Sequence information for the splicing of human pre-mRNA identified by support vector machine classification

Abstract

Vertebrate pre-mRNA transcripts contain many sequences that resemble splice sites on the basis of agreement to the consensus,yet these more numerous false splice sites are usually completely ignored by the cellular splicing machinery. Even at the level of exon definition,pseudo exons defined by such false splices sites outnumber real exons by an order of magnitude. We used a support vector machine to discover sequence information that could be used to distinguish real exons from pseudo exons. This machine learning tool led to the definition of potential branch points,an extended polypyrimidine tract,and C-rich and TG-rich motifs in a region limited to 50 nt upstream of constitutively spliced exons. C-rich sequences were also found in a region extending to 80 nt downstream of exons,along with G-triplet motifs. In addition,it was shown that combinations of three bases within the splice donor consensus sequence were more effective than consensus values in distinguishing real from pseudo splice sites; two-way base combinations were optimal for distinguishing 3' splice sites. These data also suggest that interactions between two or more of these elements may contribute to exon recognition,and provide candidate sequences for assessment as intronic splicing enhancers.

Figure 1

Three-way combinations of bases within the splice donor site. (A,B) False positive rate as a function of sensitivity in discriminating real and pseudo exon donor sites. Systematic variation of the threshold resulted in the different sensitivities. Classifying scores were from SVM (heavy black lines); multiple dependence decomposition (MDD, light black lines); consensus value (CV) calculated according to Shapiro and Senapathy (; heavy gray lines); and consensus values calculated by the log likelihood method (LLH, light gray lines). (A) The data set contained all of the real exons.

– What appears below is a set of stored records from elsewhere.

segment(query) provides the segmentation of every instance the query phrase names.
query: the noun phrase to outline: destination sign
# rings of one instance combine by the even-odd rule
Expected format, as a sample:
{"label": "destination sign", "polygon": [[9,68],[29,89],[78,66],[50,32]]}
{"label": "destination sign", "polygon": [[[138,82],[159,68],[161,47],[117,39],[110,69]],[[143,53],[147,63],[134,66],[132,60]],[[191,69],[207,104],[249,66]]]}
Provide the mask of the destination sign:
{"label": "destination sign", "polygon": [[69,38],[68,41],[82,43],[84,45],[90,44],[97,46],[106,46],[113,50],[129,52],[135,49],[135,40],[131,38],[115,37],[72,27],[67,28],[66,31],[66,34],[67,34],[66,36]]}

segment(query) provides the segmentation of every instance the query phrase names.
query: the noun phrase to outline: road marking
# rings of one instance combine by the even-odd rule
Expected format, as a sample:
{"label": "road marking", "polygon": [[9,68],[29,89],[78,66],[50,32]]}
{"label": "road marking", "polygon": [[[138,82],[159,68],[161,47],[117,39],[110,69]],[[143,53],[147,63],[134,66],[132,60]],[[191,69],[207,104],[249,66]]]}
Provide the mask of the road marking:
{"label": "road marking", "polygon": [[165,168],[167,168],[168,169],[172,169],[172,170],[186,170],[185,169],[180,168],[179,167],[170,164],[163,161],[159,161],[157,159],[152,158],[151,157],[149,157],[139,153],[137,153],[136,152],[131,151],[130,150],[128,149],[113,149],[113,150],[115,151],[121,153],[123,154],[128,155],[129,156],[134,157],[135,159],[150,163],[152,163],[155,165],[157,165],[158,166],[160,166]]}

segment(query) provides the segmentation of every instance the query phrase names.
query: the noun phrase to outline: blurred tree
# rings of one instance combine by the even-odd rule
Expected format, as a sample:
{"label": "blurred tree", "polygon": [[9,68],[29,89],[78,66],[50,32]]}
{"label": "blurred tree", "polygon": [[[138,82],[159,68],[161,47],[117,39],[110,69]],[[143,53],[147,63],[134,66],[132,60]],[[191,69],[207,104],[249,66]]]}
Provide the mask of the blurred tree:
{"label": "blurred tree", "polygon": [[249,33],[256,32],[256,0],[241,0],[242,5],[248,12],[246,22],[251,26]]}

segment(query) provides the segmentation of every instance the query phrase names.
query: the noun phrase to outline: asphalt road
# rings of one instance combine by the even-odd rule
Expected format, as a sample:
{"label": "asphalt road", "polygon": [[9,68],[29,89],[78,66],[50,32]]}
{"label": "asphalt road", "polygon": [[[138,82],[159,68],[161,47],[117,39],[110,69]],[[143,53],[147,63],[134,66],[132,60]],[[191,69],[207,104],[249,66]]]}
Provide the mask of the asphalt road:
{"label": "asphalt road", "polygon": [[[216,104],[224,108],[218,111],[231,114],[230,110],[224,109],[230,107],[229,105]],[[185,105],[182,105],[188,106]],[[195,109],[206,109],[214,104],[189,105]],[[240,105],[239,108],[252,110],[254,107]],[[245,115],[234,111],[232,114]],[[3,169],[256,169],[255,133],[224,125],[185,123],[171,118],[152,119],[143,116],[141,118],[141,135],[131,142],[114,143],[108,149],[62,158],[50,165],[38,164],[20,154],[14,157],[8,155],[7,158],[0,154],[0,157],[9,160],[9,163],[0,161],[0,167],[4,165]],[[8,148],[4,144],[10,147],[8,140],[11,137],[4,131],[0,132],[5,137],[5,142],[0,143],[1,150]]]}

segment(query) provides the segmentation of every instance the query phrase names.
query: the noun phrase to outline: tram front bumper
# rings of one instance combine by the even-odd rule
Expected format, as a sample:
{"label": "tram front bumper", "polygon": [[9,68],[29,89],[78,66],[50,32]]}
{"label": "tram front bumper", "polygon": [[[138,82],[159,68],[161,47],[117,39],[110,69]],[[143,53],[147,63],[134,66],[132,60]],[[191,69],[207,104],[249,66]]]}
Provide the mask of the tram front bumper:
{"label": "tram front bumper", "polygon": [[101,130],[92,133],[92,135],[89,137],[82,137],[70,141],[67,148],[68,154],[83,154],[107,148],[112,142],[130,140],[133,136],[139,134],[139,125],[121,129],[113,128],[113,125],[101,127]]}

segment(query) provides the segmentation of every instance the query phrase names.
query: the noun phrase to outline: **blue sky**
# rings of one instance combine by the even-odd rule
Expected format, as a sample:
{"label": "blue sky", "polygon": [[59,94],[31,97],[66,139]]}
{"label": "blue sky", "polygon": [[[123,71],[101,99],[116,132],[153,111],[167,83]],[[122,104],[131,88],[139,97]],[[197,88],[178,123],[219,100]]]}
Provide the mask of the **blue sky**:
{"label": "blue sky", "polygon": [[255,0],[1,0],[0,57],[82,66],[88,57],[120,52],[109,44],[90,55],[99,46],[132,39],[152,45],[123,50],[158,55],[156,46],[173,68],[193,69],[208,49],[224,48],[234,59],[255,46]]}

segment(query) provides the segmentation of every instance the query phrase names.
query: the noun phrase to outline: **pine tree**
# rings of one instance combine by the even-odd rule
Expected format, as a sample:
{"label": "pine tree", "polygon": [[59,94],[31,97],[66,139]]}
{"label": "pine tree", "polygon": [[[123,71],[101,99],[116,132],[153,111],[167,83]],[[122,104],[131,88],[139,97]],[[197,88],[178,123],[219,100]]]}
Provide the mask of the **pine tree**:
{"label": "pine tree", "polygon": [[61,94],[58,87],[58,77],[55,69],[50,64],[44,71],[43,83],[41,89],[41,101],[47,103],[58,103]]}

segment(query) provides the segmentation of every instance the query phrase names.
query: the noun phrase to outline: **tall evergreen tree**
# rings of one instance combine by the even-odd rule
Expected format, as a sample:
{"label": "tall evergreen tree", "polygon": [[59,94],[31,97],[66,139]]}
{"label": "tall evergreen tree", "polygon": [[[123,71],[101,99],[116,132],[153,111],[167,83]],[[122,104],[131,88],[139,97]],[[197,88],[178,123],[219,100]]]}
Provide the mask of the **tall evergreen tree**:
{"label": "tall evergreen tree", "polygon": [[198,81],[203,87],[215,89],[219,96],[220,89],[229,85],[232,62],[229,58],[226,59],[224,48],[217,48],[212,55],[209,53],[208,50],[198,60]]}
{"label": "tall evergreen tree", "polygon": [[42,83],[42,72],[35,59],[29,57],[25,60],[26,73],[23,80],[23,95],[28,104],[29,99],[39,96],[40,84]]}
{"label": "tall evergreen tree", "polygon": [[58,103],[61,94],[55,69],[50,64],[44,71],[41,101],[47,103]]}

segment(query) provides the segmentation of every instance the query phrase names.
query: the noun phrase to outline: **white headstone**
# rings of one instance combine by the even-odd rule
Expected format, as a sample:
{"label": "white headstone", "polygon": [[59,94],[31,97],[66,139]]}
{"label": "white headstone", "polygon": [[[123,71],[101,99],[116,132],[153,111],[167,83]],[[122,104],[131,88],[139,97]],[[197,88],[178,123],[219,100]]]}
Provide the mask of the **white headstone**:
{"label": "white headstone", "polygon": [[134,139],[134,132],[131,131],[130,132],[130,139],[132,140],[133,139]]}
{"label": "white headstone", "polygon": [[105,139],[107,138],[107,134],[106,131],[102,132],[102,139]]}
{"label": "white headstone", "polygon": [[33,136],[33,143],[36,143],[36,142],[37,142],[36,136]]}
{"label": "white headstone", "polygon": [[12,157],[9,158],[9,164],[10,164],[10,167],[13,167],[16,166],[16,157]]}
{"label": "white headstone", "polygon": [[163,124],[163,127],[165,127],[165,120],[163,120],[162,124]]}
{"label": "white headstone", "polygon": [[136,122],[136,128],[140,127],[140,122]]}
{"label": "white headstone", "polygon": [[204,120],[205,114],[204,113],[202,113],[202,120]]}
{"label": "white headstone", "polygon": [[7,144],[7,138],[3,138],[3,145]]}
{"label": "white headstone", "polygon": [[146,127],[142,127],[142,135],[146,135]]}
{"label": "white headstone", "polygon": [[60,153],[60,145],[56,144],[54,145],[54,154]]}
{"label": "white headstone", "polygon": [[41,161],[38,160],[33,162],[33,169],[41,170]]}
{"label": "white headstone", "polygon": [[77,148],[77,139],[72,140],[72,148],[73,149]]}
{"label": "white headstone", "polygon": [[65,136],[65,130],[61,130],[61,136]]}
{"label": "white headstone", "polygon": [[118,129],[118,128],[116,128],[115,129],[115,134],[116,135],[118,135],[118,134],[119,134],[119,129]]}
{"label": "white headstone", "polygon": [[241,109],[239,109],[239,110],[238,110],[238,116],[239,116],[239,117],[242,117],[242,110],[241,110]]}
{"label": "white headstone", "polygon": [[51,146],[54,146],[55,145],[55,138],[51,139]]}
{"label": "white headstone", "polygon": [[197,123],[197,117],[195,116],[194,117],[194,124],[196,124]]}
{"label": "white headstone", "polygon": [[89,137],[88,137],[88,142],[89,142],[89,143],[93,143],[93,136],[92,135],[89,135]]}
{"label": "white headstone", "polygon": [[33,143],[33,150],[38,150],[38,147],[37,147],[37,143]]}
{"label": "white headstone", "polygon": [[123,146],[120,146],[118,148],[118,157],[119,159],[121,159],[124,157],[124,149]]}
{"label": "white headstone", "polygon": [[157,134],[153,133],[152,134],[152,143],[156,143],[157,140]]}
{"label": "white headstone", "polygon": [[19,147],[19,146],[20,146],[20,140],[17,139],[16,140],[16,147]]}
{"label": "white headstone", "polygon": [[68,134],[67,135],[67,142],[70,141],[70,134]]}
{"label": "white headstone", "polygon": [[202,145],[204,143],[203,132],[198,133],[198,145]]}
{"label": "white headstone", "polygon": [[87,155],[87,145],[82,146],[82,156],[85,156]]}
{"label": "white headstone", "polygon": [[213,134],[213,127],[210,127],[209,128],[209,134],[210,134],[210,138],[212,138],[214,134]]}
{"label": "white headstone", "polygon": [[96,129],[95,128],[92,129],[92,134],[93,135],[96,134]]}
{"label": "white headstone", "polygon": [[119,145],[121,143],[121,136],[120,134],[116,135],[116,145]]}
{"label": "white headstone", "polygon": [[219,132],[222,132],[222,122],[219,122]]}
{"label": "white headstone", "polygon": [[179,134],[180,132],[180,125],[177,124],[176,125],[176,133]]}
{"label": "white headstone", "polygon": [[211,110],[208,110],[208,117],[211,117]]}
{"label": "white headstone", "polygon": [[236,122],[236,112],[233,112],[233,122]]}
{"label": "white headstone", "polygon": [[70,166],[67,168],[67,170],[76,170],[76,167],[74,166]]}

Pseudo exons were defined as containing a simple GT as a potential donor site (no consensus value filter). (B) The data set contained all of the real exons. Pseudo exons were defined as having consensus values of at least 78. (C) Three-way combinations weighted most highly by SVM in distinguishing real from pseudo exons. The training set consisted of approximately 3400 real exons and 3200 pseudo exons, all of which exhibited donor site consensus values of at least 78. Positive and negative weights are listed separately, in descending weight order (absolute value). Asterisks denote agreements to the consensus. These 64 combinations allow SVM to perform at 92% of the accuracy achieved with the full set.

Figure 2

Distribution around exons of pentamer weights assigned by SVM. The top 256 pentamers were divided into four groups according to their origins (downstream or upstream) and signs of their weights (positive or negative). For each group, the SVM weights assigned to each pentamer were summed for pentamers that started in nonoverlapping windows of 5 nt on either side of 15,000 real exons, 24,000 pseudo exons, and 12,000 repeat-free pseudo exons. Values for upstream pentamers only are shown on the left and for downstream pentamers only on the right (i.e., values derived from exclusively upstream pentamers are not plotted on the downstream side and vice versa). Top: positively-weighted pentamers; bottom: negatively-weighted pentamers

Figure 3

Grouping and distribution of the top positively scoring flanking pentamers. A subset of 121 positively weighted pentamers that contributed most to the ability of SVM to distinguish real from pseudo exons were grouped according to their similar positional distributions of their prevalence around exons, as measured by a z-score (see text). Z-scores with an absolute value greater than 2 have a P-value of less than 0.05. Values were summed for pentamers starting in windows of 5 nt starting just upstream of the acceptor site (-15) and just downstream of the donor site (+7); an exception is panel H, in which upstream windows up to the exon (-1) are shown. Light gray lines represent individual pentamers listed on the right; the heavy dark line is the average. The red line shows the average for the distribution of these pentamers around pseudo exons. Pentamers in each flank were treated separately for extraction from SVM and for clustering. However, their prevalence is shown both upstream and downstream of the exons regardless of their origin.

Figure 4

Grouping and distribution of the top negatively scoring flanking pentamers. A subset of 140 pentamers that contributed most with a negative weight to the ability of SVM to distinguish real from pseudo exons were grouped according to their similar positional distributions of their prevalence around exons, as measured by a z-score (see text). Zscores with an absolute value greater than 2 have a P-value of less than 0.05. (A,C,D) Light gray lines represent individual pentamers listed to the right; the heavy dark line is the average. The red line shows the average for the distribution of these pentamers around pseudo exons; the blue line shows this average for repeat-free pseudo exons. Pentamers in each flank were treated separately for extraction from SVM and for clustering. However, their prevalence is shown both upstream and downstream of the exons regardless of their origin. (D) Distribution of the acceptor splice consensus sequence CAGG and related tetramers.